Question 4: Did we do a good job?
As you continue with your system’s development or sustainment process, threat model in hand, your team can make use of a variety of approaches to evaluate the success of your Q3 mitigations.
System Improvements
The first approach reflects the degree to which your threat model has informed the development of your system.
For systems still in development, identify design decisions influenced by your threat modeling analysis.
For systems already deployed, identify actionable outcomes where changes to your infrastructure may take place due to your threat modeling analysis.

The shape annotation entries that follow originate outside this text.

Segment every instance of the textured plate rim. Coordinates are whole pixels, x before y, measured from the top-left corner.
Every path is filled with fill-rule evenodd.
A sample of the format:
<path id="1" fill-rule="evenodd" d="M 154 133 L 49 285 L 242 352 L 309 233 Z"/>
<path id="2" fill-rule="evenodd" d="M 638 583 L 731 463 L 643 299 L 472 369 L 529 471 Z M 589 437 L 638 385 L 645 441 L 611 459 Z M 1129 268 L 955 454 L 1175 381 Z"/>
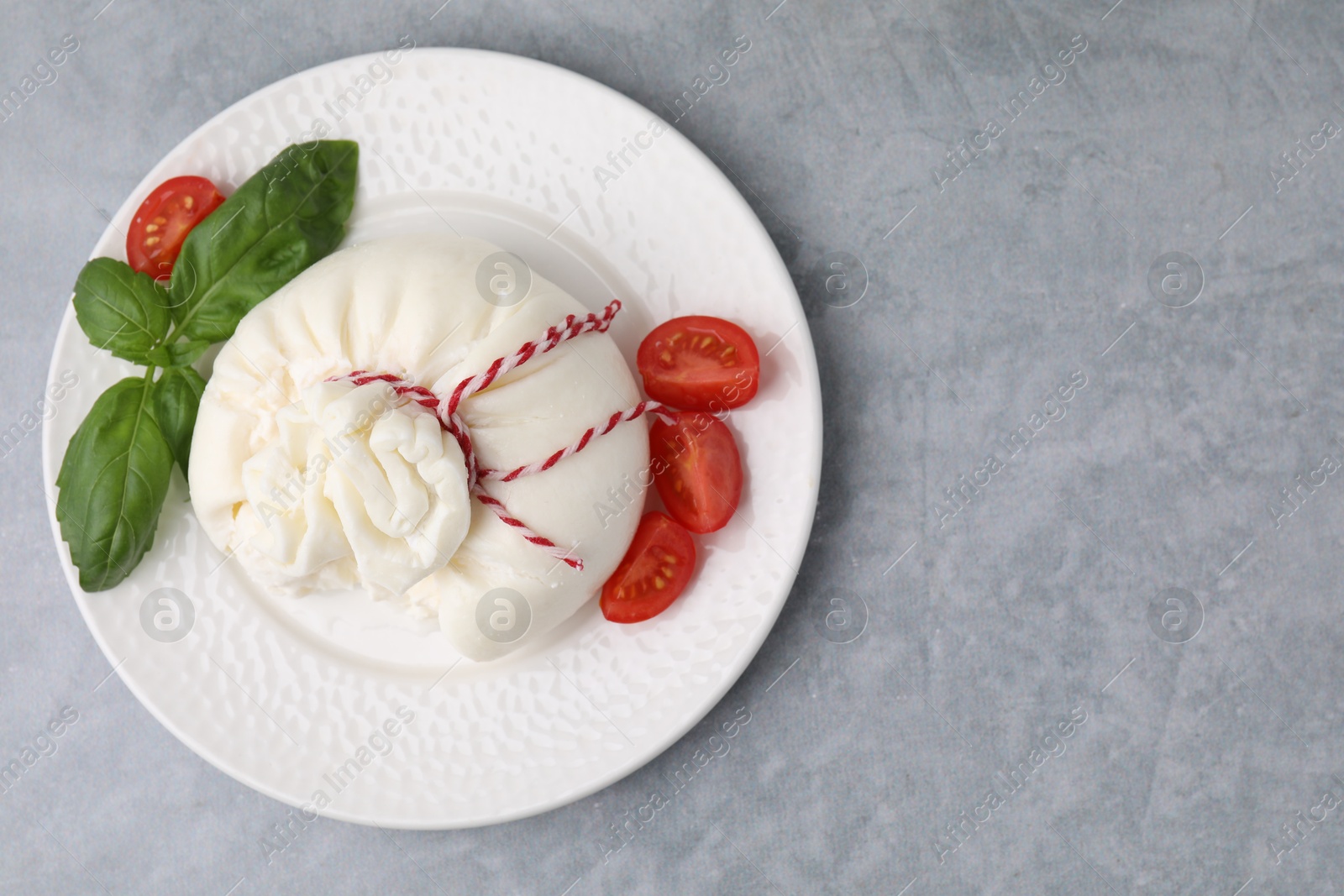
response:
<path id="1" fill-rule="evenodd" d="M 492 50 L 476 50 L 464 47 L 415 47 L 415 52 L 421 54 L 422 56 L 435 55 L 441 58 L 454 58 L 454 59 L 470 59 L 473 56 L 477 56 L 477 58 L 492 59 L 496 62 L 503 62 L 505 64 L 512 64 L 521 69 L 531 69 L 534 71 L 542 73 L 543 77 L 570 79 L 571 82 L 575 82 L 577 85 L 587 90 L 595 91 L 606 102 L 625 106 L 628 110 L 637 111 L 640 114 L 659 117 L 652 110 L 637 103 L 636 101 L 630 99 L 629 97 L 617 91 L 616 89 L 609 87 L 607 85 L 594 81 L 593 78 L 582 75 L 577 71 L 571 71 L 569 69 L 563 69 L 560 66 L 548 62 L 542 62 L 539 59 L 531 59 L 528 56 L 519 56 L 515 54 L 497 52 Z M 136 207 L 134 204 L 136 197 L 142 195 L 149 187 L 159 183 L 159 180 L 163 177 L 160 169 L 168 165 L 169 160 L 175 156 L 175 153 L 180 146 L 192 142 L 194 140 L 198 138 L 198 136 L 214 128 L 218 121 L 227 118 L 234 111 L 239 110 L 241 107 L 249 103 L 255 102 L 258 98 L 263 97 L 270 91 L 284 90 L 286 85 L 290 85 L 292 82 L 298 82 L 305 77 L 319 74 L 327 69 L 339 69 L 359 62 L 372 62 L 379 55 L 380 52 L 360 54 L 355 56 L 333 59 L 321 63 L 319 66 L 305 69 L 302 71 L 281 78 L 280 81 L 271 82 L 258 90 L 254 90 L 253 93 L 241 97 L 239 99 L 230 103 L 216 114 L 211 116 L 207 121 L 200 124 L 191 133 L 188 133 L 185 137 L 177 141 L 177 144 L 175 144 L 163 156 L 163 159 L 160 159 L 159 163 L 156 163 L 149 169 L 149 172 L 140 180 L 140 183 L 134 187 L 134 189 L 132 189 L 132 192 L 126 196 L 122 204 L 117 208 L 117 212 L 112 216 L 112 220 L 109 220 L 102 234 L 95 240 L 94 253 L 97 251 L 97 246 L 103 243 L 109 238 L 110 232 L 116 231 L 116 227 L 112 222 L 120 219 L 128 211 L 133 210 Z M 711 181 L 714 181 L 715 192 L 722 193 L 728 203 L 738 206 L 739 211 L 743 214 L 743 219 L 747 222 L 747 226 L 754 228 L 755 231 L 754 235 L 758 239 L 762 239 L 765 244 L 770 247 L 770 253 L 767 254 L 770 259 L 769 263 L 771 263 L 777 269 L 777 273 L 781 275 L 784 282 L 790 283 L 790 289 L 788 290 L 788 298 L 792 300 L 793 310 L 797 314 L 796 329 L 798 330 L 798 336 L 802 339 L 804 343 L 800 355 L 802 359 L 810 363 L 810 373 L 812 373 L 809 377 L 806 377 L 805 383 L 801 383 L 794 388 L 800 390 L 805 388 L 810 392 L 810 395 L 808 396 L 810 399 L 809 408 L 814 411 L 812 419 L 808 420 L 812 437 L 809 439 L 809 443 L 806 445 L 806 449 L 810 453 L 810 459 L 812 459 L 810 469 L 806 470 L 809 474 L 810 489 L 805 496 L 802 496 L 802 506 L 806 508 L 808 513 L 805 514 L 805 523 L 804 523 L 805 531 L 800 532 L 801 537 L 798 540 L 797 556 L 786 557 L 786 564 L 789 566 L 790 572 L 785 576 L 784 580 L 781 580 L 778 594 L 771 602 L 773 606 L 769 606 L 766 609 L 766 611 L 761 617 L 759 623 L 746 637 L 743 647 L 739 650 L 737 658 L 724 666 L 724 672 L 720 676 L 719 682 L 715 686 L 706 690 L 702 699 L 698 701 L 698 704 L 687 709 L 684 712 L 684 717 L 677 724 L 671 725 L 668 728 L 667 735 L 650 742 L 649 744 L 641 748 L 637 748 L 632 754 L 630 759 L 625 762 L 613 763 L 609 771 L 595 775 L 594 778 L 570 790 L 563 790 L 558 795 L 550 799 L 539 801 L 536 803 L 519 807 L 512 811 L 495 813 L 489 818 L 470 818 L 457 822 L 445 822 L 434 819 L 417 822 L 417 821 L 407 821 L 406 818 L 379 818 L 367 813 L 344 811 L 336 809 L 335 803 L 332 806 L 323 809 L 319 813 L 324 818 L 332 818 L 336 821 L 344 821 L 359 825 L 394 827 L 398 830 L 460 830 L 460 829 L 484 827 L 489 825 L 517 821 L 521 818 L 530 818 L 532 815 L 540 815 L 547 811 L 552 811 L 555 809 L 583 799 L 599 790 L 603 790 L 605 787 L 612 786 L 616 782 L 622 780 L 624 778 L 634 774 L 648 763 L 653 762 L 664 752 L 667 752 L 669 747 L 676 744 L 683 736 L 685 736 L 685 733 L 691 731 L 691 728 L 699 724 L 723 700 L 727 692 L 742 677 L 742 673 L 755 658 L 757 653 L 759 653 L 761 646 L 765 643 L 765 639 L 769 637 L 770 631 L 773 631 L 774 623 L 778 619 L 780 613 L 784 610 L 784 604 L 788 600 L 789 594 L 793 590 L 793 584 L 797 580 L 797 570 L 800 568 L 802 557 L 806 553 L 808 543 L 810 540 L 812 525 L 816 519 L 816 506 L 821 486 L 823 402 L 821 402 L 820 375 L 817 371 L 817 361 L 816 361 L 816 351 L 812 343 L 812 332 L 808 325 L 802 302 L 798 298 L 797 289 L 792 286 L 792 277 L 789 275 L 788 267 L 784 265 L 784 259 L 780 257 L 778 249 L 775 249 L 773 239 L 770 239 L 769 234 L 765 230 L 765 226 L 761 223 L 757 214 L 751 210 L 750 204 L 747 204 L 742 193 L 738 192 L 738 189 L 723 175 L 723 172 L 719 171 L 718 167 L 715 167 L 708 160 L 708 157 L 706 157 L 706 154 L 703 153 L 703 150 L 700 150 L 699 146 L 696 146 L 689 138 L 681 134 L 681 132 L 676 130 L 671 125 L 667 126 L 668 126 L 668 133 L 672 136 L 672 140 L 677 144 L 681 144 L 683 150 L 689 150 L 692 157 L 698 157 L 698 160 L 703 163 L 707 171 L 712 172 L 712 175 L 708 175 L 708 177 Z M 116 232 L 120 234 L 120 231 Z M 89 255 L 90 259 L 95 257 L 97 255 L 94 254 Z M 67 305 L 60 325 L 56 329 L 56 337 L 52 345 L 52 356 L 47 369 L 48 384 L 54 383 L 55 377 L 58 376 L 56 371 L 58 349 L 70 337 L 70 329 L 75 326 L 77 321 L 74 316 L 74 306 Z M 226 762 L 222 756 L 215 755 L 212 747 L 199 742 L 195 736 L 191 736 L 185 731 L 180 729 L 173 723 L 172 716 L 167 711 L 160 708 L 155 700 L 148 699 L 148 695 L 145 690 L 141 689 L 138 680 L 134 677 L 128 678 L 126 673 L 121 670 L 117 660 L 114 658 L 114 652 L 109 649 L 109 643 L 103 638 L 103 633 L 99 630 L 99 626 L 94 623 L 94 619 L 91 618 L 90 613 L 86 611 L 85 609 L 85 600 L 89 598 L 89 595 L 79 588 L 79 582 L 75 568 L 69 562 L 66 553 L 62 551 L 63 539 L 60 536 L 60 527 L 55 516 L 55 504 L 54 501 L 51 501 L 50 493 L 47 493 L 46 490 L 48 482 L 51 484 L 51 488 L 55 489 L 55 478 L 56 478 L 56 470 L 52 469 L 54 455 L 50 445 L 51 433 L 52 427 L 48 424 L 48 422 L 44 420 L 42 427 L 42 451 L 43 451 L 42 474 L 43 474 L 43 493 L 47 497 L 46 504 L 47 504 L 48 524 L 51 525 L 58 557 L 62 566 L 62 571 L 65 572 L 66 576 L 66 583 L 71 591 L 71 596 L 75 600 L 75 606 L 79 609 L 79 614 L 85 621 L 85 626 L 93 635 L 94 642 L 98 645 L 98 649 L 102 652 L 108 662 L 113 665 L 113 672 L 118 676 L 118 678 L 121 678 L 122 684 L 126 686 L 128 690 L 130 690 L 130 693 L 136 697 L 136 700 L 140 701 L 140 704 L 145 709 L 148 709 L 149 713 L 164 728 L 167 728 L 179 742 L 181 742 L 194 754 L 208 762 L 211 766 L 214 766 L 231 779 L 242 783 L 243 786 L 255 790 L 261 794 L 265 794 L 266 797 L 270 797 L 271 799 L 276 799 L 286 806 L 294 806 L 292 798 L 288 794 L 278 793 L 265 782 L 253 778 L 251 775 L 247 774 L 247 770 L 245 767 L 237 767 L 235 763 Z"/>

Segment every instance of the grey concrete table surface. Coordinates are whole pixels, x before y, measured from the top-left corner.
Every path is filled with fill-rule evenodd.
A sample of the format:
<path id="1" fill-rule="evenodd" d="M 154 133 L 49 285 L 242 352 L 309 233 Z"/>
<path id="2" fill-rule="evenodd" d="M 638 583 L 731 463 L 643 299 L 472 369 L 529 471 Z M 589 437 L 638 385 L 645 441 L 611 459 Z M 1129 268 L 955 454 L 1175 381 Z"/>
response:
<path id="1" fill-rule="evenodd" d="M 34 81 L 0 121 L 0 756 L 78 717 L 0 795 L 0 892 L 1344 892 L 1337 4 L 435 7 L 5 4 L 0 89 Z M 280 840 L 282 805 L 110 674 L 28 423 L 144 172 L 407 34 L 653 109 L 753 42 L 677 128 L 798 283 L 821 500 L 759 656 L 644 770 L 488 829 Z M 738 707 L 731 752 L 630 821 Z"/>

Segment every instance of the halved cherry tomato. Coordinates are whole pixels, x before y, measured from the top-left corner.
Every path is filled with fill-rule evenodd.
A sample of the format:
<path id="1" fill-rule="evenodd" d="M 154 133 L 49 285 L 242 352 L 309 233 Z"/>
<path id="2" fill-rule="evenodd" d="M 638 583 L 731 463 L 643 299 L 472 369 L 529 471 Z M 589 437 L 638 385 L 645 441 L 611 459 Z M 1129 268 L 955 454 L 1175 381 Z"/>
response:
<path id="1" fill-rule="evenodd" d="M 219 208 L 223 193 L 204 177 L 172 177 L 140 203 L 126 231 L 126 263 L 155 279 L 168 279 L 191 228 Z"/>
<path id="2" fill-rule="evenodd" d="M 665 513 L 640 520 L 621 566 L 602 586 L 602 615 L 612 622 L 644 622 L 667 610 L 695 572 L 695 541 Z"/>
<path id="3" fill-rule="evenodd" d="M 750 402 L 761 356 L 747 332 L 718 317 L 673 317 L 653 328 L 637 356 L 649 398 L 687 411 L 726 411 Z"/>
<path id="4" fill-rule="evenodd" d="M 649 429 L 653 485 L 672 519 L 692 532 L 715 532 L 742 497 L 742 457 L 732 430 L 712 414 L 681 411 Z"/>

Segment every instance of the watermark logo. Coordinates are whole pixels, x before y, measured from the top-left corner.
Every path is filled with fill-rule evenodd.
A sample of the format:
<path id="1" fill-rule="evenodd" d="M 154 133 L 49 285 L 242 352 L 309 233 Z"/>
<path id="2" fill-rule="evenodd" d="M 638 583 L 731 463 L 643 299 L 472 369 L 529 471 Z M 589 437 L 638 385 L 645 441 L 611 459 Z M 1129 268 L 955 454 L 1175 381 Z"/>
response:
<path id="1" fill-rule="evenodd" d="M 196 607 L 177 588 L 151 591 L 140 603 L 140 627 L 161 643 L 181 641 L 195 623 Z"/>
<path id="2" fill-rule="evenodd" d="M 1167 308 L 1193 305 L 1204 292 L 1204 269 L 1185 253 L 1159 255 L 1148 269 L 1148 292 Z"/>
<path id="3" fill-rule="evenodd" d="M 812 266 L 817 296 L 831 308 L 851 308 L 868 293 L 868 269 L 849 253 L 827 253 Z"/>
<path id="4" fill-rule="evenodd" d="M 532 289 L 532 269 L 513 253 L 487 255 L 476 269 L 476 292 L 491 305 L 512 308 Z"/>
<path id="5" fill-rule="evenodd" d="M 1185 588 L 1163 588 L 1148 604 L 1148 627 L 1159 641 L 1185 643 L 1204 627 L 1204 604 Z"/>
<path id="6" fill-rule="evenodd" d="M 532 625 L 532 604 L 513 588 L 491 588 L 476 602 L 476 627 L 495 643 L 513 643 Z"/>
<path id="7" fill-rule="evenodd" d="M 813 622 L 831 643 L 851 643 L 868 627 L 868 604 L 857 594 L 829 591 L 821 595 Z"/>

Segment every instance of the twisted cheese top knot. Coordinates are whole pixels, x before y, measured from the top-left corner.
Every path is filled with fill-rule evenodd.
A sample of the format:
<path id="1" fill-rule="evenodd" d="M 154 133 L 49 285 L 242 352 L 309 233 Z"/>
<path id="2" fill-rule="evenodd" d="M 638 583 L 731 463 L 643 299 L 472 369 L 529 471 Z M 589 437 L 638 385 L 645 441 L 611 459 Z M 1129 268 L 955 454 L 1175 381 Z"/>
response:
<path id="1" fill-rule="evenodd" d="M 202 398 L 190 480 L 206 533 L 258 583 L 292 594 L 363 587 L 438 613 L 458 650 L 492 658 L 570 617 L 616 568 L 640 506 L 613 517 L 605 502 L 648 466 L 641 419 L 622 416 L 582 453 L 488 484 L 532 531 L 582 552 L 574 570 L 470 498 L 462 451 L 431 410 L 390 383 L 347 377 L 380 371 L 450 395 L 551 324 L 586 314 L 536 274 L 517 305 L 487 302 L 476 274 L 496 251 L 442 235 L 364 243 L 304 271 L 238 326 Z M 503 373 L 457 414 L 476 462 L 513 470 L 636 402 L 616 344 L 585 332 Z M 497 588 L 530 604 L 527 633 L 507 643 L 477 625 L 478 602 Z"/>

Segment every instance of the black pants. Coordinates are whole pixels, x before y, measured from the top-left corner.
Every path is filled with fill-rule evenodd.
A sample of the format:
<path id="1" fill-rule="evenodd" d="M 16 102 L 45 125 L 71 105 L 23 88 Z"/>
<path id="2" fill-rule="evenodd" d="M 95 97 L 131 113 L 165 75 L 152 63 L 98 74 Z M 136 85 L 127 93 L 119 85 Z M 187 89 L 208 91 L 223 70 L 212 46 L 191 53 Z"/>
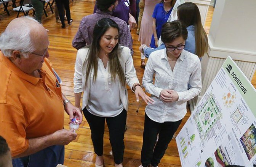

Alternatively, your team may call for a security assessment, in which an internal or external team could evaluate or probe your system to determine its security and whether the controls you’ve deployed across your system are effective. While these sources of feedback, and others, can be drawn upon with varying degrees of complexity, the most effective means of evaluating your mitigations is with a secondary review.
Secondary Review
When performing periodic reevaluations, your team should ask key questions and review associated metrics to ensure existing implemented controls are reviewed and, if needed, updated to maintain effectiveness and currency with organizational objectives. The purpose of a secondary review is to effectively reassess your threat model, determine remaining risks, and figure out what additional defensive actions need to be taken. Some valuable questions include:
Are your existing risk ratings correct? Should they be changed given new theoretical or evidence-based findings?
Does your team have the right composition? Are you looping in stakeholders with a diverse range of backgrounds and perspectives?
What additional changes have been made to your system since the last review? Does your existing model accurately reflect their state of deployment?
Are the same critical assets being used to accomplish the system’s purpose? Have certain security controls become obsolete or redundant?
There are existing processes or data sources you can leverage to answer these questions. Perhaps your organization has a process for system risk acceptance, or you actively track system patches and compliance metrics. These can all inform your secondary review and give you the answers you need. From this secondary review, you’ll be able to ensure that your mitigations are sufficiently tailored to your system as it evolves with time.